Question

A thin rod of length L and total charge Q has the nonuniform linear charge distribution λ(x)=λ0x/L, where x is measured from the rod's left end.
What is λ0 in terms of Q and L?



Express your answer in terms of some or all of the variables Q, L.



What is the electric potential on the axis at distance d left of the rod's left end?
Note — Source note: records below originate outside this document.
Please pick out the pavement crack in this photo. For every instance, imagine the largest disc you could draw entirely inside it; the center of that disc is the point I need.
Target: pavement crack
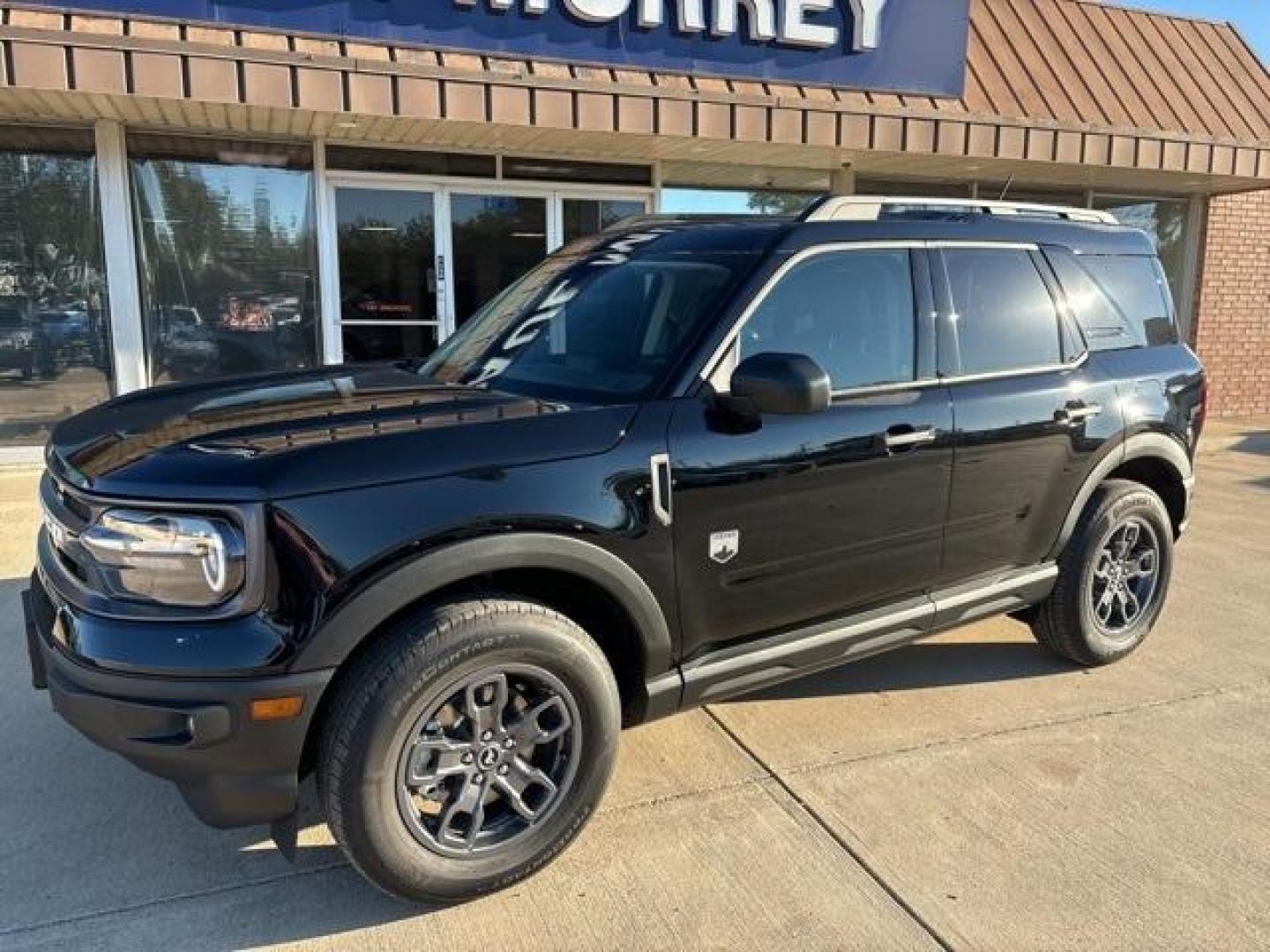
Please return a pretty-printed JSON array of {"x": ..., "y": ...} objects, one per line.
[
  {"x": 1025, "y": 727},
  {"x": 814, "y": 815},
  {"x": 164, "y": 900}
]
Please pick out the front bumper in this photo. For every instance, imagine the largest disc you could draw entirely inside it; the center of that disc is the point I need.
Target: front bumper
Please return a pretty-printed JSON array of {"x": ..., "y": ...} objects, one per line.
[{"x": 230, "y": 770}]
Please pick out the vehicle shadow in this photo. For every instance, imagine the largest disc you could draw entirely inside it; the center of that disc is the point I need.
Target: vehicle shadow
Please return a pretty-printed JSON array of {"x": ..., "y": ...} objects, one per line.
[
  {"x": 935, "y": 664},
  {"x": 90, "y": 841},
  {"x": 1256, "y": 443}
]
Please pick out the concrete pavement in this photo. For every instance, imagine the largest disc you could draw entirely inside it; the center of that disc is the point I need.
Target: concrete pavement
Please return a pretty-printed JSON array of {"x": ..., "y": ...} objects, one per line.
[{"x": 967, "y": 792}]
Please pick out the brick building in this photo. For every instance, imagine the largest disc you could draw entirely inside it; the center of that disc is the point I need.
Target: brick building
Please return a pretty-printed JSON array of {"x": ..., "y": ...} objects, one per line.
[
  {"x": 190, "y": 188},
  {"x": 1232, "y": 329}
]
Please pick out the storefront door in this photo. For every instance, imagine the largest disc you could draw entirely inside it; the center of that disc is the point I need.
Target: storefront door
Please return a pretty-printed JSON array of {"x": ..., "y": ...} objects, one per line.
[{"x": 415, "y": 260}]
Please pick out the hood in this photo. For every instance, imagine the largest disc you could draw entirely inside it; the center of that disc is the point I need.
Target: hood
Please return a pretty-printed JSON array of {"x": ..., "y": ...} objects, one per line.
[{"x": 285, "y": 435}]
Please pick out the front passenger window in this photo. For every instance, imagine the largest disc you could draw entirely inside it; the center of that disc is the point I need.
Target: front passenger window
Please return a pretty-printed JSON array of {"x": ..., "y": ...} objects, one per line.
[{"x": 850, "y": 311}]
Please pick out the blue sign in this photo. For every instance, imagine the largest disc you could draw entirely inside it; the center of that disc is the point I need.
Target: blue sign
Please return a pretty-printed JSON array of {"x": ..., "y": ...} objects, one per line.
[{"x": 902, "y": 46}]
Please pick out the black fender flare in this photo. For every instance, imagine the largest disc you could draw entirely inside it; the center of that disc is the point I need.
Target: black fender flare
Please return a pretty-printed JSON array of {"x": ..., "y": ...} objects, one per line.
[
  {"x": 351, "y": 623},
  {"x": 1136, "y": 447}
]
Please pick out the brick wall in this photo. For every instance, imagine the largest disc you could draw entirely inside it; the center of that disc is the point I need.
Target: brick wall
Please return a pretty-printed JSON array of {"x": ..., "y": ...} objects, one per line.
[{"x": 1233, "y": 328}]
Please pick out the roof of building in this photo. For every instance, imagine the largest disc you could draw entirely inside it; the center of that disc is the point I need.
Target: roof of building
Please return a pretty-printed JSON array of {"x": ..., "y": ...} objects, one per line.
[{"x": 1076, "y": 84}]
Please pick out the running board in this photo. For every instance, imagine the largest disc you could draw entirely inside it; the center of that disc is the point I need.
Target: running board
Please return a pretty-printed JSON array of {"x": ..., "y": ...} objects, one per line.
[{"x": 739, "y": 669}]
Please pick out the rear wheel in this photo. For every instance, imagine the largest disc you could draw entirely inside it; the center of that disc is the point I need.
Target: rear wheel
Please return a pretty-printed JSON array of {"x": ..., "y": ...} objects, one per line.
[
  {"x": 469, "y": 747},
  {"x": 1113, "y": 577}
]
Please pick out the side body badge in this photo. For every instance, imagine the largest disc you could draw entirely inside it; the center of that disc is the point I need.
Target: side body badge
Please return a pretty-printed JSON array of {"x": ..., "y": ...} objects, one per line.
[{"x": 724, "y": 546}]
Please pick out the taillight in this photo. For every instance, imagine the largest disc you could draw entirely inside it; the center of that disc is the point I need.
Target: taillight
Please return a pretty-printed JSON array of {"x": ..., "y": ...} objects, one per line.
[{"x": 1199, "y": 414}]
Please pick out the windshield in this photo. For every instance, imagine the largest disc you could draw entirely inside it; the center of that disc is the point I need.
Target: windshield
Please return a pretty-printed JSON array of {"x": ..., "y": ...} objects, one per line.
[{"x": 601, "y": 326}]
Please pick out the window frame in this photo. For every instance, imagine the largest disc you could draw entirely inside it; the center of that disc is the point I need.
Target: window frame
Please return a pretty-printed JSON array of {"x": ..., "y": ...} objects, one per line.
[
  {"x": 1072, "y": 348},
  {"x": 716, "y": 371},
  {"x": 1161, "y": 277}
]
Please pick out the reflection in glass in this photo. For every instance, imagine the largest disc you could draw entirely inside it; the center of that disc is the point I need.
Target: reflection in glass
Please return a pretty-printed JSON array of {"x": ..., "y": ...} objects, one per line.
[
  {"x": 589, "y": 216},
  {"x": 1166, "y": 224},
  {"x": 716, "y": 201},
  {"x": 387, "y": 342},
  {"x": 497, "y": 239},
  {"x": 55, "y": 351},
  {"x": 386, "y": 249},
  {"x": 228, "y": 264}
]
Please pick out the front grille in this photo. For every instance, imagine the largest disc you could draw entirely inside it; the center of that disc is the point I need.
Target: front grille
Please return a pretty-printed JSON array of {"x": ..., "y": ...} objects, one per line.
[{"x": 66, "y": 517}]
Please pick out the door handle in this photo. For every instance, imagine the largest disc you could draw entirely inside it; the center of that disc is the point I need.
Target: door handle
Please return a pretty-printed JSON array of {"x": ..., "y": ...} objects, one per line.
[
  {"x": 1077, "y": 412},
  {"x": 660, "y": 469},
  {"x": 905, "y": 438}
]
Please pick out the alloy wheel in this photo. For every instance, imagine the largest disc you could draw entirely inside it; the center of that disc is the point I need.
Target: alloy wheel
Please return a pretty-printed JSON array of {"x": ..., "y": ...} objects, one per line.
[
  {"x": 488, "y": 759},
  {"x": 1125, "y": 576}
]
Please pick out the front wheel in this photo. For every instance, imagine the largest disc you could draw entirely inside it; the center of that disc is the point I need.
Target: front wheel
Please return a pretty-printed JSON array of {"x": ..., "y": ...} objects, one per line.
[
  {"x": 1113, "y": 577},
  {"x": 467, "y": 747}
]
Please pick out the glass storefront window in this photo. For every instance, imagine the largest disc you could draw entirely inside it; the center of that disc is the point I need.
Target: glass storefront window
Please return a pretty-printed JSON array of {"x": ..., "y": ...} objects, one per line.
[
  {"x": 497, "y": 239},
  {"x": 589, "y": 216},
  {"x": 55, "y": 334},
  {"x": 387, "y": 279},
  {"x": 912, "y": 188},
  {"x": 1165, "y": 219},
  {"x": 713, "y": 201},
  {"x": 228, "y": 258}
]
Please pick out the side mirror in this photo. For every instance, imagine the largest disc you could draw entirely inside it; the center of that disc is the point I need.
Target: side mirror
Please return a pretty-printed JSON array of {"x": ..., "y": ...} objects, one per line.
[{"x": 781, "y": 383}]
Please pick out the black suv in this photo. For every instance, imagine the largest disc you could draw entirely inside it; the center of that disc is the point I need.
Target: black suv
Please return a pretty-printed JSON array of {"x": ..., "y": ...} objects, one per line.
[{"x": 678, "y": 461}]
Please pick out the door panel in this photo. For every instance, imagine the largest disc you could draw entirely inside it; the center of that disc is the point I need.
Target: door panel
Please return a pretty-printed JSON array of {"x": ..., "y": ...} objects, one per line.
[
  {"x": 1020, "y": 460},
  {"x": 827, "y": 518},
  {"x": 1024, "y": 438}
]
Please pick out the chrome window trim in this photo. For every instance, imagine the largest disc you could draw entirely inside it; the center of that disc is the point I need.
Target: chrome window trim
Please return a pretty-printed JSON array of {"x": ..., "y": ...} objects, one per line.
[{"x": 721, "y": 352}]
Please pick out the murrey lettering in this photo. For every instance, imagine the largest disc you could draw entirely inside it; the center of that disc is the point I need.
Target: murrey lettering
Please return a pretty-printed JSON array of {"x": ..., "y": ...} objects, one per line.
[{"x": 799, "y": 23}]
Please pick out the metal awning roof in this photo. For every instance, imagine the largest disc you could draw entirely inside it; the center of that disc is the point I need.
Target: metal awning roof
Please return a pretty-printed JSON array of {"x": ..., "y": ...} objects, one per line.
[{"x": 1073, "y": 92}]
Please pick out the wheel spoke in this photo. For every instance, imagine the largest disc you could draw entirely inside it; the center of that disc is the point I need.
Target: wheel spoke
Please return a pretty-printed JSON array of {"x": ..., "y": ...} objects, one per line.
[
  {"x": 436, "y": 759},
  {"x": 1143, "y": 566},
  {"x": 542, "y": 724},
  {"x": 484, "y": 704},
  {"x": 1105, "y": 603},
  {"x": 1129, "y": 537},
  {"x": 1129, "y": 606},
  {"x": 1104, "y": 568},
  {"x": 462, "y": 819},
  {"x": 527, "y": 790}
]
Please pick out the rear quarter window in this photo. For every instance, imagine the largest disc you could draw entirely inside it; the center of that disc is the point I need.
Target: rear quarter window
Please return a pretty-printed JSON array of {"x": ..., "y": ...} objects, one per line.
[{"x": 1119, "y": 301}]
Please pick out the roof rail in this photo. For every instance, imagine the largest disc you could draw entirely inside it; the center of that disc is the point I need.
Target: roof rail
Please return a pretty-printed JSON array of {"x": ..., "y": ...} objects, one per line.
[{"x": 871, "y": 208}]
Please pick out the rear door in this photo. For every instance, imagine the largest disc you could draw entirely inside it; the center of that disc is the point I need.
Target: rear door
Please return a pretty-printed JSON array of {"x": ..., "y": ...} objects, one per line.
[
  {"x": 788, "y": 519},
  {"x": 1030, "y": 410}
]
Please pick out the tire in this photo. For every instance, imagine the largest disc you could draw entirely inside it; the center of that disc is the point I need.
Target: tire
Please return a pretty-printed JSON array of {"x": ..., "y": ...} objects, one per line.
[
  {"x": 424, "y": 842},
  {"x": 1070, "y": 622}
]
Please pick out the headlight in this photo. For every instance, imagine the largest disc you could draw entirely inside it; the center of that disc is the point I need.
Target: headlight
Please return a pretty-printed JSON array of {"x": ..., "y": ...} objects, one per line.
[{"x": 176, "y": 560}]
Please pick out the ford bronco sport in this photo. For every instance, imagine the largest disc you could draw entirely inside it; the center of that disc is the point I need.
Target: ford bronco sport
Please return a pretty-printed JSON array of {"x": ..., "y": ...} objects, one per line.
[{"x": 678, "y": 461}]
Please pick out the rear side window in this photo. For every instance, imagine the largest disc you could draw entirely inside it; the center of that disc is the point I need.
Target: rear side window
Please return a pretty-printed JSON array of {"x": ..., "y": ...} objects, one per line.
[
  {"x": 1120, "y": 301},
  {"x": 850, "y": 311},
  {"x": 1006, "y": 317}
]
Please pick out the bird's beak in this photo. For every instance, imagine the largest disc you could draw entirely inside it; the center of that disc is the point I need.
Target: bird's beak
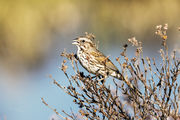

Express your answer in terms of Q, L, d, π, ϵ0.

Answer 1

Answer:

Explanation:

λ(x) = λo x/ L

(a) The total charge is Q.

$Q=\int_{0}^{L}dq$

$Q=\int_{0}^{L}\frac{\lambda _{0}x}{L}dx$

$Q=\frac{\lambda _{0}}{2L}\left ( x^{2} \right )_{0}^{L}$

$Q=\frac{\lambda _{0}}{2L}$

λo = 2Q/L

(b)

Let at a distance x from the origin the charge is dq.

so, dq = (2Q/L) x/ L dx

$dq=\frac{2Qx}{L^{2}}dx$

The potential due to this small charge at a distance d to the left of origin

$dV = \frac{KdQ}{d+x}$

$\int_{0}^{V}dV = \frac{2KQ}{L^{2}}\int_{0}^{L}\frac{xdx}{d+x}$

$V = \frac{2KQ}{L^{2}}\int_{0}^{L}\left ( 1- \frac{d}{d+x}\right )dx$

$V = \frac{2KQ}{L^{2}}\times \left ( x-dln(d+x) \right )\int_{0}^{L}$

$V = \frac{2KQ}{L^{2}}\times \left ( L-dln(d+L)-0+dlnd \right )$

$V = \frac{Q}{4\pi \epsilon _{0}L^{2}}\times \left ( L+d\times ln\left (\frac{d}{d+L} \right )\right )$